Triognometric problem with vectors (how to solve)

[pennywise1234]

Homework Statement

Use the graphical and trigonometic solutions to calculate the total muscle force vector from thefollowing three quadriceps muscles i) rectus femoris pulling 75 N at 5°laterally from the vertical, ii)vastus lateralis pulling 50 N at 30°laterally from the vertical, and iii) vastus medialis pulling 45 N at 40° medially from the vertical.

Homework Equations

i used basic trig to solve for each vector

The Attempt at a Solution

I got all vertical and horizontal components for each vector for the 75N at 5 degrees i go 75 horizontal and no vertical
for the 50N at 30 degrees i got 25 vertical and no horizontal

for 45N at 45 degrees i got 28.9 vertical and 34.5 horizontal

i added all the vertical and horizontal square rooted to get the resultant and was of by 10, so where or what did i do wrong ?

 

[NascentOxygen]

calculate the total muscle force vector from thefollowing three quadriceps muscles i) rectus femoris pulling 75 N at 5°laterally from the vertical, ii)vastus lateralis pulling 50 N at 30°laterally from the vertical, and iii) vastus medialis pulling 45 N at 40° medially from the vertical

A knowledge of physiology tells you that these all act coplanar, does it? I assume they all act on the same side of the vertical, too?

What exactly does medially from the vertical mean here?

for the 75N at 5 degrees i go 75 horizontal and no vertical

Wouldn't it require a 0° angle to give a zero component along one axis?

 

[pennywise1234]

well medially in anatomical terms mean closest to the body. but i drew all vectors the on the same quadrant. i thought with 75N and 5 degrees would leave no room to draw a vertical component so i assumed no vertical and the just a horizontal (which would be 75N)

 

[NascentOxygen]

well medially in anatomical terms mean closest to the body. but i drew all vectors the on the same quadrant. i thought with 75N and 5 degrees would leave no room to draw a vertical component so i assumed no vertical and the just a horizontal (which would be 75N)

Hmm, that sounds a bit rough-and-ready. Where you approximate vertically to 0N it would actually be 6.54N using trigonometry.

 

[pennywise1234]

ok thank you, i have to ask when if the vertical or horizontal components point to the left of down do count them as negative when doing your math?

 

[rpthomps]

That's usually the convention yes.
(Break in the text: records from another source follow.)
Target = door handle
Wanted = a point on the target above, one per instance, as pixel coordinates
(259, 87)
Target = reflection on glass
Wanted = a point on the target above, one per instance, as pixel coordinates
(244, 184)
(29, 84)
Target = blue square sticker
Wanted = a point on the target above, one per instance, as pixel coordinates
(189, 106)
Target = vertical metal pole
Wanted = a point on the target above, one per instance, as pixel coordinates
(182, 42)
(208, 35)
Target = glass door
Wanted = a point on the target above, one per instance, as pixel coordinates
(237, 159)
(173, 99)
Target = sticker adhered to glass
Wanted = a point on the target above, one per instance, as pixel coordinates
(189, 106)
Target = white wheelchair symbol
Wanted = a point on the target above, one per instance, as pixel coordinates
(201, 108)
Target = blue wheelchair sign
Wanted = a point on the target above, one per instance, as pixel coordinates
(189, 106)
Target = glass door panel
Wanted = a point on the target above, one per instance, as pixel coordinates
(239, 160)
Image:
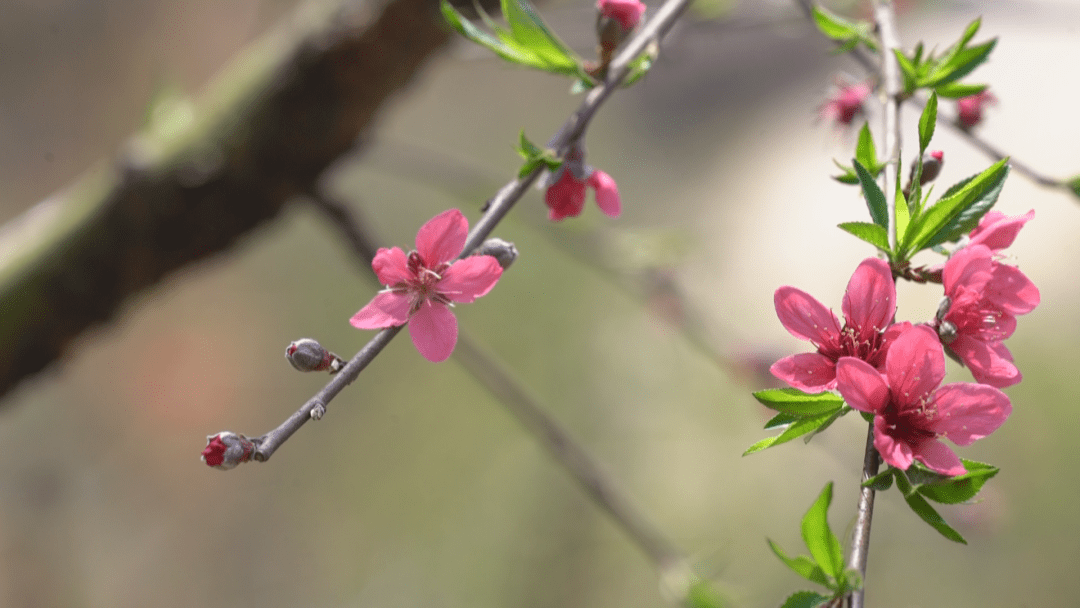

Assuming up and right are positive.

 

[pennywise1234]

so if i am drawing a vector that is 175N at 190 degree, the 175N is negative?

 

[rpthomps]

so if i am drawing a vector that is 175N at 190 degree, the 175N is negative?

No, the 175 is not negative because you have a direction, which is the 190 degrees. The magnitude of the vector, which is the 175 in this case, is negative when you are comparing it with another direction that you have assigned as positive. For example, if you broke up the vector into its components going along the horizontal and vertical axis then those components could be assigned negative values if you established that right and up were going to be positive directions intially.

 

[NascentOxygen]

so if i am drawing a vector that is 175N at 190 degree, the 175N is negative?

No. You first break it into its vertical and horizontal components, then decide whether either of those components lies in a negative direction.

 

[pennywise1234]

i usually draw the vertical and horizontal components away from the origin, is that a correct way to do it?

 

[NascentOxygen]

i usually draw the vertical and horizontal components away from the origin, is that a correct way to do it?

Vectors can be translated, so translating them to the origin is correct.